Now every element on the site can be tagged, categorized, grouped, and used to generate dynamic context-aware pages.


🧭 What I’m Really Building

Not a blog. Not a static site. I’m building a structured knowledge base, made of interconnected:

  • People
  • Ideas
  • Quotes
  • Books
  • Songs
  • Terms
  • Themes
  • Relationships

This is more like:

  • A mini-Wikipedia
  • A semantic archive
  • A visual, navigable database

As ChatGPT put it:

You’re not just organizing content; you’re building a framework that scales with meaning. Hubs, quotes, lyrics, books, bios — all interconnected. That’s real.


🛠 Current Phase: Engineering

Right now, I’m not in creative mode — I’m in engineering mode.

There are nearly 30 unpublished posts in draft status, many of which are intended to become public drafts. I’m only beginning to add book excerpts, and I haven’t even scratched the surface of content threading or knowledge gap mapping.

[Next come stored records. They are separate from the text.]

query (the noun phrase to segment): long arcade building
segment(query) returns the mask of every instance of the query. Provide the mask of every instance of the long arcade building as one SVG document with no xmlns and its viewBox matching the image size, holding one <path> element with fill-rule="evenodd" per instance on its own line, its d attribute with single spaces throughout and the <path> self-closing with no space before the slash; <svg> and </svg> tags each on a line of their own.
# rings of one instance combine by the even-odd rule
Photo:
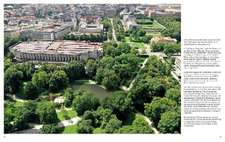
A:
<svg viewBox="0 0 225 142">
<path fill-rule="evenodd" d="M 11 51 L 19 61 L 69 62 L 102 56 L 101 44 L 76 41 L 22 42 Z"/>
</svg>

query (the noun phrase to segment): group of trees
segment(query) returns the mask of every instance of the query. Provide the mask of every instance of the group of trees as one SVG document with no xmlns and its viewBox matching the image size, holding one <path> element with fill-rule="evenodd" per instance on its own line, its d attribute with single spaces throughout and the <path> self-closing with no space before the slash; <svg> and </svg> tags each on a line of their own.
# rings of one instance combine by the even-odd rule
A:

But I know this system is worth building now, because once it’s in place, the creative phase will scale effortlessly. I’ll be able to:

  • Auto-generate quote lists by philosopher
  • Link definitions to all mentions across the site
  • Pull references from books, lyrics, essays
  • Auto-build artist, thinker, or concept hub pages

🔁 Dynamic Tags as Contextual Hubs

Currently, clicking a tag shows all chapters tagged with that topic. But once this system is fully in place, clicking a tag like manly-p-hall will show:

  • His wiki-style bio
  • Quotes he’s cited in
  • Books he wrote or that mention him
  • Relevant chapters, essays, or themes

And it doesn’t stop there. Tags like neoplatonism will pull:

  • A definition (via the philosophical dictionary CPT)
  • Quotes from any philosopher tagged with it
  • Books discussing it (even if not yet cited — they can be indexed anyway)
  • Related music lyrics or thematic connections

Some tags will become hub pages — top-level aggregators that act like topic portals. Others will simply provide lightweight, dynamic context. Either way, the user can traverse ideas instead of just reading isolated posts.


🌐 Extending the Model

This system scales beyond philosophers and schools of thought:

  • Bands → group lyrics, genres, influences
  • Books → link to every referenced quote
  • Themes → interconnect music, essays, and visual symbols

The taxonomy system, combined with ACF and CPTs, means every unit of content can function as both node and metadata.


🙏 ChatGPT’s Role

Without ChatGPT, I wouldn’t have conceptualized this system — at least not as quickly or cleanly. It helped me zoom out, see the architecture, and recognize that what I was building was not just a site, but a framework for knowledge.